Flashback to yesterday: after not receiving any email/response from the school I'm supposed to be working at starting Monday, innocent, unknowing little me comes up with the brilliant idea to visit and learn the lay of the land in person.
(I maybe didn’t *entirely* come up with this idea on my own considering the carta de nombramiento we received from the Community of Madrid describing our placement and pay explicitly says we should go before the first day of classes)
Anyway, there I am in the Boadilla Centro metro ligero station—which, the metro ligero is AMAZING, free wifi for days, super fast—at 10 till 9am, and I look at my phone with maps pulled up so I can follow my teeny tiny dot toward my school. Well, I get "there." Except "there" is this huge, gated compound-looking situation. With possibly eight (8!) gate-doors. So of course, the logical course of action is for me to stand petrified and look at one specific gate labeled Secretaria (secretary) for 45 minutes debating the best course of action. There was a fancy buzzer/video combo just waiting for me to pluck up an ounce of courage.
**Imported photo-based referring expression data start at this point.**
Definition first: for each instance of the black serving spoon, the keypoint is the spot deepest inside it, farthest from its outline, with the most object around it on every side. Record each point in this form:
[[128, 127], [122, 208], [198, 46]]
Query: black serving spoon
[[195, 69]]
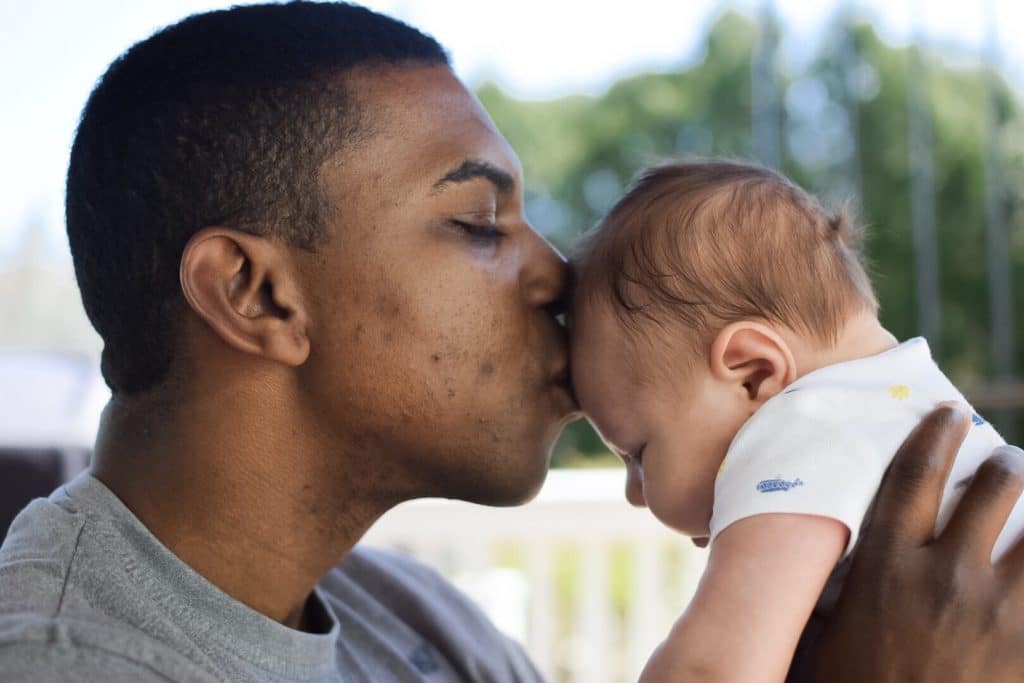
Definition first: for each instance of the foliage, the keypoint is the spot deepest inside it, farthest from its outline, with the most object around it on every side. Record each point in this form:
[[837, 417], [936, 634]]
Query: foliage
[[845, 126]]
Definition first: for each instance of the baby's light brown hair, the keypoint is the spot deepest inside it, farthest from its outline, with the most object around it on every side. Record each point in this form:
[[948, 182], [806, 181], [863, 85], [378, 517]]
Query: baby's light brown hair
[[697, 244]]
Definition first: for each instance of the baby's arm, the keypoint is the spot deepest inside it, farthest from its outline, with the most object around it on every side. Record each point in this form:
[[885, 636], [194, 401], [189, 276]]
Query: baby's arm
[[763, 579]]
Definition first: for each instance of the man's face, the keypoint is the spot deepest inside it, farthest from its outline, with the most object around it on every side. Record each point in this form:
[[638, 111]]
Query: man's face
[[435, 354]]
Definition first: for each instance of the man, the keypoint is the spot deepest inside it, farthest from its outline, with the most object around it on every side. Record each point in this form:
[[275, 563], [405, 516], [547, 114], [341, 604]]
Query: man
[[302, 242]]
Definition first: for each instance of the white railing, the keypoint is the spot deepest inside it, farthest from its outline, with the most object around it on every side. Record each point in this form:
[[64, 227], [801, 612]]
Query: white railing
[[587, 583]]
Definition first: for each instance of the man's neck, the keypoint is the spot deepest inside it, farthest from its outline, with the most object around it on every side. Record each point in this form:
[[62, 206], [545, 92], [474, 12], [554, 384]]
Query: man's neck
[[243, 497], [862, 336]]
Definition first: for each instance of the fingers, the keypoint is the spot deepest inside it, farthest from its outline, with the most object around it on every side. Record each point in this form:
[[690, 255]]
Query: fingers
[[986, 504], [911, 491]]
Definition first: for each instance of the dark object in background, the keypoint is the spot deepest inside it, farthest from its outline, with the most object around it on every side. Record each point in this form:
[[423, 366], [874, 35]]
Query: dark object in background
[[27, 474]]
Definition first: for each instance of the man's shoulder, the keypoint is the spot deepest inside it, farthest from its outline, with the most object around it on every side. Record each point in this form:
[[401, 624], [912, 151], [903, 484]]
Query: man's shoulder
[[36, 557], [64, 597], [401, 597], [46, 647]]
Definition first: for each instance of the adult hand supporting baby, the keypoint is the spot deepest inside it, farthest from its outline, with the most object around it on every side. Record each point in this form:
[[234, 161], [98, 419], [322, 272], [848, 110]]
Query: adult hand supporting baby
[[924, 608]]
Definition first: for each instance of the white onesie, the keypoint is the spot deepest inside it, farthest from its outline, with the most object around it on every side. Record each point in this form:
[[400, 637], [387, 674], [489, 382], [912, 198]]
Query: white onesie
[[822, 444]]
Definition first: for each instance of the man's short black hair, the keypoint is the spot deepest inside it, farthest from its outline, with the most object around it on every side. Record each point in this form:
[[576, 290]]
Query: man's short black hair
[[222, 119]]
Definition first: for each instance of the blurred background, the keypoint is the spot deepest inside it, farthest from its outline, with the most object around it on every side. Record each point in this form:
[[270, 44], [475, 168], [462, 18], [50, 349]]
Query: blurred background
[[908, 111]]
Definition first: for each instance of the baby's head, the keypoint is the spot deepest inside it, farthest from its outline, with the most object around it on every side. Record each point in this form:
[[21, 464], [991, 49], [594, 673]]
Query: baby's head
[[705, 292]]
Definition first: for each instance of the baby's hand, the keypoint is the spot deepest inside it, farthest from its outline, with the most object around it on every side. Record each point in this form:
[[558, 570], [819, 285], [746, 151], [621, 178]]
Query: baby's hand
[[915, 607]]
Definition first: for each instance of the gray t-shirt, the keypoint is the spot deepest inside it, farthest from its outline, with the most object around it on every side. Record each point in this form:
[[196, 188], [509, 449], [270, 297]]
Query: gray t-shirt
[[87, 593]]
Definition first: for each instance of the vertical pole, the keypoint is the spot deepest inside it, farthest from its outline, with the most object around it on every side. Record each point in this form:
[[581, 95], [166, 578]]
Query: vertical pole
[[999, 278], [923, 219], [850, 65], [767, 116]]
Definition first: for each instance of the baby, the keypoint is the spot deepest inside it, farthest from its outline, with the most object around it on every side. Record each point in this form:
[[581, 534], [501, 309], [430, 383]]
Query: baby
[[726, 345]]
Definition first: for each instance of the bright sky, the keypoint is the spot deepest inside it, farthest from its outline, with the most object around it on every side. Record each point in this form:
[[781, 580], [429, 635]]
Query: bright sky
[[53, 51]]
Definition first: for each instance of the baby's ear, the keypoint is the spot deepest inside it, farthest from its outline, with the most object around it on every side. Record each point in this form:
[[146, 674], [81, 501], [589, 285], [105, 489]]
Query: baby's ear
[[755, 358]]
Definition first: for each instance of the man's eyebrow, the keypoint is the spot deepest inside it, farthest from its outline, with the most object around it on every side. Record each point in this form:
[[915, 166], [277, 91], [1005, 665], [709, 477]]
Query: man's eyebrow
[[472, 169]]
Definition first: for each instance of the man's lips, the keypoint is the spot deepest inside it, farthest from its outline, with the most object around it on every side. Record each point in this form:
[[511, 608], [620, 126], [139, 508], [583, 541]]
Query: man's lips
[[562, 379]]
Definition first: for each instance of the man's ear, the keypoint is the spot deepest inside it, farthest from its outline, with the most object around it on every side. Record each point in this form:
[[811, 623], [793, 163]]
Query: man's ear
[[246, 290], [755, 358]]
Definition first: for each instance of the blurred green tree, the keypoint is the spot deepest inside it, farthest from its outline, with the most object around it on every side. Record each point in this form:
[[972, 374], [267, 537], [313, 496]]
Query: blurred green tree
[[845, 127]]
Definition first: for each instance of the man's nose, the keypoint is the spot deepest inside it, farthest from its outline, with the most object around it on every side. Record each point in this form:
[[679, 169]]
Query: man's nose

Luckily, no one made me say anything when I finally pressed the button, considering the phrases I had prepared—por favor “please,” ayúdeme “help me,” disculpe “excuse me/beg your pardon”—this is a very good thing. No, they thankfully just buzzed me in silently.
So I enter this compound situation that doubles as a school (it’s actually extremely nice and cute and had those pleasant triangle roofs shading the patio outside the entrance that you see all over elementary schools in my county in Middle Tennessee; it just had the misfortune of having six different buildings that all look the same and are surrounded by a very serious wall). Of course there are no signs anywhere pointing to the main office, so I wander around a sort of quadrangle in the center of all these buildings, deciding that my best bet was to pick the one building without art projects on the walls and signs like 1º, 2º, 3º (which were abbreviations for grade levels).
Finally I get to the main office, where the secretary is super friendly, kind, and excited to see me. She takes me to the principal, who is in a meeting, so she lets me wait in the staff room. After a few minutes, I meet the principal, who spoke no English, and a secondary school bilingual teacher (I believe he was from the UK, he had an English accent). Then she introduces me to another English teacher in the school (unclear if she was secondary or primary). For the next twenty minutes she passes me off to English teacher after English teacher while she finished getting a card signed (the whole scenario is very funny from an American perspective--if I had shown up at my childhood elementary school unannounced, the principal would have been buzzed, I would have been told to wait quietly in the office and handed a yearbook or PTO manual or something). Eventually, the headmaster asks me for the documents that allow me to work with children in Spain, and then she proceeds to take me to meet the primary school bilingual coordinator.
The primary school coordinator was in the middle of teaching a class. So the principal interrupts and drops me off with the coordinator in front of 20 third graders, who were very adorable and kept waving (kids are the best). The coordinator explains what they’re working on, then asks me to write a quick presentation and give it to the class. So here I am, expecting to just find my school and drop off my papers with the secretary, maybe get a schedule, and instead I am all of the sudden in front of a class telling them about myself.
Mostly I’m just a little salty that I didn’t bring my computer with my slideshow and my little pillow of Washington, D.C. that I was going to use as a teaching aid for my introduction. It’s very adorable; on it are doodles of the Potomac and the Capitol and the Mall and Washington, Lincoln, and Jefferson Memorials.

I mean, look how fun this photo in my slideshow of the blizzard from this winter is! Kids love snow! This would have been a hit, I know it.
Overall, it was an incredibly exciting and fun day, but boy, did I feel like I was thrown into the deep end for a moment.
But, like all scary or anxiety-inducing experiences, it was nothing a Pumpkin Spice Latte and some free wifi couldn’t fix while I waited to meet up with friends.